Oh please. I am not 25 any more. Last time I checked MathWorks officially supported platforms were Red Hat, Ubuntu, Suse, Debian, Windows, and OS X. Oracle supports Solaris as well. Do you think I will jeopardize couple of million dollars worth of grants my Lab has to do real work by running our main tools on unsupported platform via binary compatibility layer  :\ ? That is not how real world works. Until IBM, HP, Oracle, Google make the same kind of investment in FreeBSD they made in Linux and until there is Red Hat like entity take the ownership (I am familiar with IX Systems   ) FreeBSD will remain to be what FreeBSD is. A great source of a good code for companies like Juniper networks and alike, a great solution for a small busnesses who use generic open source tools, fantasitc playground. No more no less. That is not necessary bad thing. BSDs and in particular FreeBSD would lose a lots of allure by becoming stiff, bloated proprietary OS which needs to run binaries from 25 years ago.


----------



## pkubaj (Aug 10, 2014)

You only said that they don't RUN on FreeBSD. I just proved you wrong.


			
				Oko said:
			
		

> a great solution for a small busnesses who use generic open source tools


You mean companies like Netflix, NetApp and until recently WhatsApp?


----------



## SirDice (Aug 11, 2014)

Oko said:
			
		

> 1. There is a legal entity you can sue (Red Hat, Novel, Canonical come to mind)

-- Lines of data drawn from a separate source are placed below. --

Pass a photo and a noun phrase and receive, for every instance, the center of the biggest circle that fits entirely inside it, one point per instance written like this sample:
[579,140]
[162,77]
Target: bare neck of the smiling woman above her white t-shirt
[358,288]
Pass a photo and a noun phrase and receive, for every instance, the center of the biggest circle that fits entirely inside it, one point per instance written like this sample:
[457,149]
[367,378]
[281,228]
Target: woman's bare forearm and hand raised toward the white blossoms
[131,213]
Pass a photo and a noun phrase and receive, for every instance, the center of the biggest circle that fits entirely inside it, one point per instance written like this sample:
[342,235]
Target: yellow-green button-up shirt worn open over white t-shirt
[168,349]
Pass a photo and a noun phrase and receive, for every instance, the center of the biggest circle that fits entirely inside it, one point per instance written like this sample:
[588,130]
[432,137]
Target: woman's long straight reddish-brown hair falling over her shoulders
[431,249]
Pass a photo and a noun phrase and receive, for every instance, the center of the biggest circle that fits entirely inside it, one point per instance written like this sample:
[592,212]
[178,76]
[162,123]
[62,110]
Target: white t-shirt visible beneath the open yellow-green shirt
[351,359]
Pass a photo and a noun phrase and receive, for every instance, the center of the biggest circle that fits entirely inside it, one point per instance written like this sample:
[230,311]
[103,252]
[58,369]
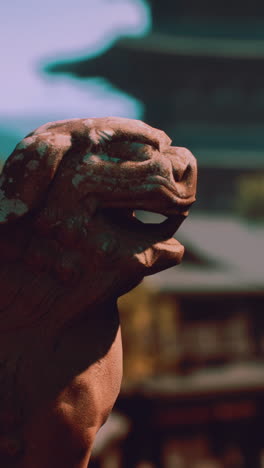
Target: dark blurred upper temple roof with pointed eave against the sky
[199,76]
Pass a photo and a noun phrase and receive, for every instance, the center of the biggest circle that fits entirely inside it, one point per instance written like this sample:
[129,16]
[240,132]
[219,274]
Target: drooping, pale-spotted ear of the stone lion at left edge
[28,172]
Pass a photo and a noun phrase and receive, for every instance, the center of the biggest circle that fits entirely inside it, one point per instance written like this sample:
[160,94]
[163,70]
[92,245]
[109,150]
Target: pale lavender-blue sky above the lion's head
[34,33]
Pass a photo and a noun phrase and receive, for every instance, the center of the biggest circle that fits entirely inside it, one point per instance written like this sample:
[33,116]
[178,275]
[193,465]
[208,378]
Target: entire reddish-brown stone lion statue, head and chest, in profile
[70,245]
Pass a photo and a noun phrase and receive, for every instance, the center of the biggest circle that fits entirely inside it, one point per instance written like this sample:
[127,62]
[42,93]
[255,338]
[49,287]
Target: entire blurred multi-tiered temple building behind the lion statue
[194,335]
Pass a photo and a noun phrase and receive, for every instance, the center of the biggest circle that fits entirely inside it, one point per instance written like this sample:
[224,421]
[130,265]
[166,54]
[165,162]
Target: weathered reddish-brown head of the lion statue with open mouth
[68,234]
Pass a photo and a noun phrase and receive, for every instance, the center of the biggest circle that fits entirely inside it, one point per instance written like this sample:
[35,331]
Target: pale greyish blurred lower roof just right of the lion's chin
[231,254]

Try reading an EULA or two. You cannot sue anybody. Ever.


> 2. Vendor support. FreeMat, Scilab and GNU Ocatave are nice toys but unless MATLAB runs on FreeBSD my computing nodes will run Red Hat. The same goes with Oracle Java and many other common things.

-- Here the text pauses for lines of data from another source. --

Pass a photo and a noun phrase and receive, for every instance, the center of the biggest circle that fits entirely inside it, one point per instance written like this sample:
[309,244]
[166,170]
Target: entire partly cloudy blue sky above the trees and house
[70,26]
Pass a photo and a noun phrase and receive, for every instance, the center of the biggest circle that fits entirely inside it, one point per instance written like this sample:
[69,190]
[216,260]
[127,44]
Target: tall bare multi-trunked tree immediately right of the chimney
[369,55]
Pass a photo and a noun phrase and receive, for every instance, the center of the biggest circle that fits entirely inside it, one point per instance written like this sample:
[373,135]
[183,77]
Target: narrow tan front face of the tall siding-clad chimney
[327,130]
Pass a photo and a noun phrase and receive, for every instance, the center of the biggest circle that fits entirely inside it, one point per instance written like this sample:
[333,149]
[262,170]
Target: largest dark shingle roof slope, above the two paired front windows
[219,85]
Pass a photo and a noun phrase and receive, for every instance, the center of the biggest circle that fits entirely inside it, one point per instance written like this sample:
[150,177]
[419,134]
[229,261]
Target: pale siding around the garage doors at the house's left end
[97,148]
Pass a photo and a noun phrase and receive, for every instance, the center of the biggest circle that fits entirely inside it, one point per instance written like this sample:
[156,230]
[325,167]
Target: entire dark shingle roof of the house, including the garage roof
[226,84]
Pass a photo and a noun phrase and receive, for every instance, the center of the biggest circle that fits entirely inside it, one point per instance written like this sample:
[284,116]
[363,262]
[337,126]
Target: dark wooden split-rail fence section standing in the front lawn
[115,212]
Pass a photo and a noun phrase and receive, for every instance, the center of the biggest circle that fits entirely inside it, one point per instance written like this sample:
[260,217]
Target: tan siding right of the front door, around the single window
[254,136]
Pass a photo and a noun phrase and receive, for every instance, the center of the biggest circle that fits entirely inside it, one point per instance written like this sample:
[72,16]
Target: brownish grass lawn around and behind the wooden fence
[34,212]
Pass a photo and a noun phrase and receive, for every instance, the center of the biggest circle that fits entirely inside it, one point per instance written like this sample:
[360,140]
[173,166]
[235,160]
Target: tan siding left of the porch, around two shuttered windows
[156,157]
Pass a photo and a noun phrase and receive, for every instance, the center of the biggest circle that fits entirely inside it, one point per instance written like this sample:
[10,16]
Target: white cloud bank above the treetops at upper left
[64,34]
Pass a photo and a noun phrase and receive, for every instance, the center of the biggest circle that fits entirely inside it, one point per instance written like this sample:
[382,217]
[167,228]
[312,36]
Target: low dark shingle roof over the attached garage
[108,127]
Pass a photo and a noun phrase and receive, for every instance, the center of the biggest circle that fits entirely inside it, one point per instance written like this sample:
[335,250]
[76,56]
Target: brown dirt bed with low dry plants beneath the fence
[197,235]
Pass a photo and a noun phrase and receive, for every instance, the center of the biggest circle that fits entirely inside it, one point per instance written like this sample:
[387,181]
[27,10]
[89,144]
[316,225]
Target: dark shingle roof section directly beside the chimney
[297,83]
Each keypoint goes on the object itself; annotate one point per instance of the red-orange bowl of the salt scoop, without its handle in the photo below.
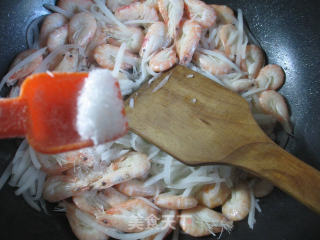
(52, 109)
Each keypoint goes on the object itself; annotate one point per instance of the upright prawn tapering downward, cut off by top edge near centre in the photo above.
(171, 12)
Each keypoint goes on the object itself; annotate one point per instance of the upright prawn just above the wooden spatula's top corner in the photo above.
(188, 41)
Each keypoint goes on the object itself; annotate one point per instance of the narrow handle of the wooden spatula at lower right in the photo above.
(283, 169)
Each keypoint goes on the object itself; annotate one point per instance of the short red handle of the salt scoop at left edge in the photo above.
(13, 117)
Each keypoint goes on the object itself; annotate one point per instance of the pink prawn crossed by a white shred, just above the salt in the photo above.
(105, 56)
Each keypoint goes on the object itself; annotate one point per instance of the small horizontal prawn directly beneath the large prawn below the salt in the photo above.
(135, 188)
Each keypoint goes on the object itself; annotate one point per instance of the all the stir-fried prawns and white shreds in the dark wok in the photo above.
(128, 188)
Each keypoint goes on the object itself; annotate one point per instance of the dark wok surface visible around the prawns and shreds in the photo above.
(288, 31)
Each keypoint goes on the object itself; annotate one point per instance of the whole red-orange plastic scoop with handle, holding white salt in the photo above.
(45, 113)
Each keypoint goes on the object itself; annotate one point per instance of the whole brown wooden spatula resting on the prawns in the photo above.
(199, 122)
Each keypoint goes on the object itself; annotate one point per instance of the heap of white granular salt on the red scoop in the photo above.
(100, 108)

Support is the ONLY reason they're doing this.


----------



## pkubaj (Aug 11, 2014)

As for suing companies: http://www.threatgeek.com/2014/08/black ... ynote.html
He proposes that companies be responsible financially for money losses due to software they create. Every software creator would be responsible, unless they opensource their software.


----------



## SirDice (Aug 11, 2014)

pkubaj said:
			
		

> He proposes that companies be responsible financially for money losses due to software they create. Every software creator would be responsible, unless they opensource their software.


That's never going to happen. If I was a software company I would simply stop producing software due to the risk of liability.


----------



## pkubaj (Aug 11, 2014)

SirDice said:
			
		

> pkubaj said:
> 
> 
> 
> ...


Well, the solution is to opensource you software and only sell paid support for it. Take a look at what Red Hat takes money for. Canonical also wants to go the same way.


----------



## SirDice (Aug 11, 2014)

pkubaj said:
			
		

> Well, the solution is to opensource you software and only sell paid support for it.


You may not be allowed to do this. You may be using intellectual properties from some other company and not be allowed to open source it.


----------



## Dies_Irae (Aug 11, 2014)

pkubaj said:
			
		

> Every software creator would be responsible, unless they opensource their software.


For a commercial product, I agree. I give you my product, you give me your money, and my product's value must match your money's value. So if my product is flawed, I am responsible.

But pretending warranties (and, consequently, responsibilities) for a non-commercial (even if closed-source) product that you have not paid and no one forced you to use, it seems to me a bit ungrateful and ill-mannered.

p.s.: are we still on-topic?


----------



## kpa (Aug 12, 2014)

About the state of the Linuxator in FreeBSD, just take a look at the very small amount of commits done to the code during last few years. I can spot only a handful of commits that are related to implementing syscalls that were originally left unimplemented when the Linuxator was created.

The Linuxator is a cute toy that you can use to run the flash player on your FreeBSD box because there's no other option if you must have a working flash player. Outside that? Well, forget it.

http://svnweb.freebsd.org/base/head/sys/compat/linux/?sortby=rev&sortdir=down#dirlist


----------



## question (Sep 9, 2014)

We  _[URL redacted]_ we use FreeBSD, always have, *I* don't understand why Facebook wouldn't keep it.


----------



## tmp (Sep 26, 2014)

SirDice said:
			
		

> So, why don't they just use FreeBSD instead?



If they really wanted to help out the Linux kernel development side of things, they would work towards fixing the horrifying mess that is systemd.


----------



## Martillo1 (Sep 28, 2014)

And here goes the first consequence of purchasing Whatsapp...


----------



## Glaukos (Oct 14, 2014)

They're very ambitious, on the positive side, the negative side being Linux itself.


----------